Dios Hijo comunicó a su Madre cuanto adquirió mediante su vida y muerte, sus méritos infinitos y virtudes admirables, y la constituyó tesorera de todo cuanto el Padre le dio en herencia. Por medio de Ella aplica sus méritos a sus miembros, les comunica virtudes y les distribuye sus gracias. María constituye su canal misterioso, su acueducto, por el cual hace pasar suave y abundantemente sus misericordias.

Dios Espíritu Santo comunicó a su fiel Esposa, María, sus dones inefables y la escogió por dispensadora de cuanto posee. De manera que Ella distribuye a quien quiere, cuanto quiere, como quiere y cuando quiere todos sus dones y gracias.”

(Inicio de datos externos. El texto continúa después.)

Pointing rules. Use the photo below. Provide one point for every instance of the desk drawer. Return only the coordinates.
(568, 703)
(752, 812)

Nosotros tenemos que reconocer que María hace y obra por nosotros, intercede por nosotros. Ella es esclava del Señor, su acción en medio de la Iglesia es a favor de nuestra salvación, de nuestra profunda comunión con Cristo. Ella, en las bodas de Caná, con su presencia operante, se hace a un costado. Ella cede el paso a aquel que es el Rey, el Mesías, y del cual Ella es la primera discípula. Y nos dice: hagan todo lo que Él les diga. Y en sus palabras somos invitados a seguir a Cristo de una manera definitiva. Dios quiere que nosotros seamos una reproducción viva de Jesús. Así lo dice San pablo, que no solo debemos tener los mismos sentimientos de Jesús, sino que estamos llamados a ser otros Cristos. María, como mamá, se dedica a formar a Jesús en nosotros. Por eso, qué bueno es poder ir descubriendo en la propia vida cómo la Virgen se ha servido de distintas maneras para demostrarnos su ternura de Madre para alimentarnos, educarnos y guiarnos.

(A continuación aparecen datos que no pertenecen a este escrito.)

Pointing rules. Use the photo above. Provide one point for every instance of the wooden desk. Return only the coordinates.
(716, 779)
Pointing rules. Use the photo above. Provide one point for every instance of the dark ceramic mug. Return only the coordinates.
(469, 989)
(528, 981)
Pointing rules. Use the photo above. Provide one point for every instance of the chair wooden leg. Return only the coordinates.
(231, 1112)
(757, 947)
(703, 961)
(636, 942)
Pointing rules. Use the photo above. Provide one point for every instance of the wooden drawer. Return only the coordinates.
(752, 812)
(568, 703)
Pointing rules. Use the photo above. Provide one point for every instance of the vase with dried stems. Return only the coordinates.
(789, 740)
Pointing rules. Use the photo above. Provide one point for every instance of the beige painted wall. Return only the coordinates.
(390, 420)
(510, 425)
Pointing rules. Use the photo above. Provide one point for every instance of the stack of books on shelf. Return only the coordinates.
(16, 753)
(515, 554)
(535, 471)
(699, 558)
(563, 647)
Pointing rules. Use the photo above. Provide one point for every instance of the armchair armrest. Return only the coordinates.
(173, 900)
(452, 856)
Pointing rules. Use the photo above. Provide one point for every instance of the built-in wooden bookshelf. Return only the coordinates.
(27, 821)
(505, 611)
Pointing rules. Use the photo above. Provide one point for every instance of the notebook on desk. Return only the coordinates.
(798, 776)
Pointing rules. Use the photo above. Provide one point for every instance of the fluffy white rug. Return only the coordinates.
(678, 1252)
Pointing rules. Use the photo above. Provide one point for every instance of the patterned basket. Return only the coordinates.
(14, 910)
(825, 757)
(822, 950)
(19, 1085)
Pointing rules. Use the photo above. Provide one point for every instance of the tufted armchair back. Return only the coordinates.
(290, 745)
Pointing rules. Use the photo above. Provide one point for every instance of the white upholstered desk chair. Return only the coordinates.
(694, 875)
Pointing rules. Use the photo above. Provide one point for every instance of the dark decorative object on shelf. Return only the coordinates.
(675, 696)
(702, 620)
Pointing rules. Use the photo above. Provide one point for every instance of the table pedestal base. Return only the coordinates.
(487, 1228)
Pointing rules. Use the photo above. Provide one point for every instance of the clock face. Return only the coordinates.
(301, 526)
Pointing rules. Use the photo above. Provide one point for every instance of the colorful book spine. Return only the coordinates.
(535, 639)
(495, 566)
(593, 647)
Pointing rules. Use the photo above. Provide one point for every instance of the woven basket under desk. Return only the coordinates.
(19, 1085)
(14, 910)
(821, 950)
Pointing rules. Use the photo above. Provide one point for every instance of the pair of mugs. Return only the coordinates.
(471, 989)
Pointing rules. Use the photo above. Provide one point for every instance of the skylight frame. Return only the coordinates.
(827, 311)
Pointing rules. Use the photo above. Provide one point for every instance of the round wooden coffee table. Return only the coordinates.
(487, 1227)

El Espíritu Santo nos mueve y nos ilumina para comprender el misterio de la revelación. El Espíritu Santo ocupa en el corazón de María el lugar principal porque por la acción del Espíritu María es Madre. Dios Hijo, Jesús, quiere formarse por medio de María, y encarnarse todos los días en los miembros de su cuerpo místico, de la Iglesia. Jesucristo es hoy, como siempre, fruto de María.

“Más aún, Jesucristo es hoy, como siempre, fruto de María. El cielo y la tierra se lo repiten millares de veces cada día: Y bendito es el fruto de tu vientre, Jesús. Es indudable, por tanto, que Jesucristo es tan verdaderamente fruto y obra de María para cada hombre en particular que lo posee, como para todo el mundo en general. De modo que si algún fiel tiene a Jesucristo formado en su corazón, puede decir con osadía: “Gracias mil a María: lo que poseo es obra y fruto suyo y sin Ella no lo tendría”.

 

Por eso, al reconocer que por la acción del Espíritu Santo se da esta disponibilidad tan grande de la Virgen, Jesús puede estar en tu corazón. Es un misterio muy grande porque a través de Ella el Hijo de Dios se hizo hombre. Ella le dio su carne, su sangre; y esa carne y sangre es la que Él entrega en la cruz y se queda como alimento en la Eucaristía.

“Y se pueden aplicar a María, con mayor razón que san Pablo se las aplicaba a sí mismo, estas palabras: ¡Hijitos míos!, de nuevo sufro los dolores del alumbramiento hasta que Cristo se forme en ustedes (Gál. 4, 19).”

¡Cuánto más podría decir la Virgen estas palabras a nosotros. San Pablo engendra comunidades con la fe. Pero también en nosotros, todos los días, la Virgen sigue dando “a luz a los hijos de Dios, hasta que se conformen a Jesucristo, mi Hijo, en madurez perfecta (cfr. Ef. 4, 13).”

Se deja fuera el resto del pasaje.